Earlier, he had walked around the bomber, counted the engines, kicked the tires, manipulated the rudders. Now he went through the pre-flight test sequence, a routine as familiar as shaving. The ground crew were watching, waiting. He switched on the ignition and the starter magneto. He pressed the starter button for the port engine while the ground crew primed its induction system. The propeller kicked and jerked and suddenly spun as the Pegasus roared and belched black exhaust, and the airplane vibrated. The starboard engine started just as easily. He watched and waited for a few seconds. When he was sure they were both firing steadily he switched off the magneto. The ground crew screwed down the priming pump. Now the whole aircraft was pressed against its chocks, eager to go. He did the warm-up checks—hydraulic system, brake pressure—and then tested airscrews and superchargers and magnetos. He opened the throttles until the engines were howling for release, and he checked boost and oil pressure. All was well. He closed the throttles, waved the chocks away, eased the brakes off, and taxied slowly to the end of the runway. Over-eager pilots taxied too fast, got the tail wheel jammed in a rut, ripped holes in the rear end. Not wise.

Now he did the Final Drill. Hydraulic power control: on. Trim tabs: neutral. Mixture: normal. Pitch: fully forward. Fuel: cock settings and contents correct. Flaps: select down eighteen degrees. Superchargers: M ratio. Gills: both cowlings closed.

All okay. He looked again at the wings. The starboard flap often came down faster than the port flap, which made their angles unequal. But not today.

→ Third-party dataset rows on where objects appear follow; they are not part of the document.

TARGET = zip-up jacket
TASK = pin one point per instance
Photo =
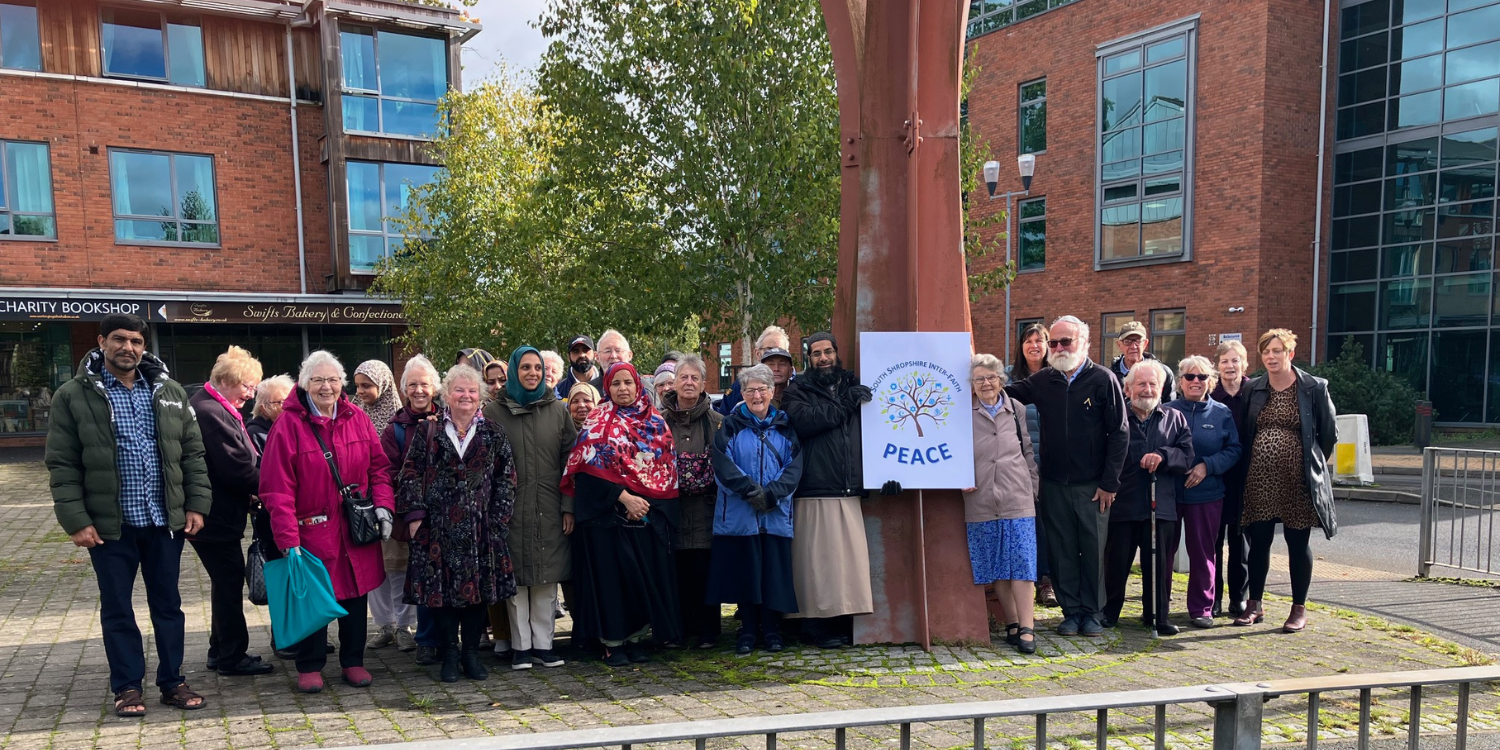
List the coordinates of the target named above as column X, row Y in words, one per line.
column 1083, row 431
column 750, row 452
column 81, row 450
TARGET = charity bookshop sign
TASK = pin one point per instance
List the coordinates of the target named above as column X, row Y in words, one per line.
column 918, row 428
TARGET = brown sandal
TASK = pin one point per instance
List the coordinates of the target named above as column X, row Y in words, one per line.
column 128, row 704
column 180, row 696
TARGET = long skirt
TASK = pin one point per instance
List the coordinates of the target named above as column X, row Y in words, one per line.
column 830, row 558
column 624, row 578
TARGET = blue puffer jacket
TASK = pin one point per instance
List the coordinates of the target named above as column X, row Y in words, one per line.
column 750, row 452
column 1215, row 444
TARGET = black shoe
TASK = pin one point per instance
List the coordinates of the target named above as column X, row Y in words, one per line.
column 450, row 666
column 248, row 666
column 426, row 656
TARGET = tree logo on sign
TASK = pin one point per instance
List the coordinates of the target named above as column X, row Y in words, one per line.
column 915, row 396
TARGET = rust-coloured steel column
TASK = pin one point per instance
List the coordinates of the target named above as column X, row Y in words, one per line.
column 900, row 267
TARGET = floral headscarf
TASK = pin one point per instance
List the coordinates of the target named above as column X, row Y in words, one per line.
column 629, row 446
column 389, row 402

One last and definitely final check. He turned the control wheel from side to side and watched the ailerons respond. He called the upper gunner on the intercom, and played the rudder bar with his feet. The upper gunner confirmed that the twin rudders and the elevators were moving freely. “Anything behind us?” Langham asked. Once, during Initial Training, he’d seen an airplane take off quite literally in the shadow of another machine that was trying to land. Unforgettable. “Nothing in the sky, skipper,” the gunner said.

Now they could go. It was only an air test, up and down in half an hour, but Langham never took chances with cockpit drills. Killing yourself by bombing a battleship through flak as thick as soup was one thing. Falling out of the sky because you forgot to open or shut a tap was plain foolish.

Control shone a green light.

The brakes came off as the throttles were opened. A Hampden’s body looked like a suitcase but it had wings like a buzzard, and at eighty-five miles an hour Langham gave the control column a firm backward pull and D-Dog stopped pounding the grass and rose as if gravity had suddenly quit. The raucous howl softened to a sweet and steady roar. He raised the undercarriage and let the speed build to one hundred and twenty before he began a serious climb. At a thousand feet he raised the flaps. Dog, perfectly balanced, responded to every touch.

Ahead stood Lincoln cathedral, the biggest thing in the county, so Langham flew there.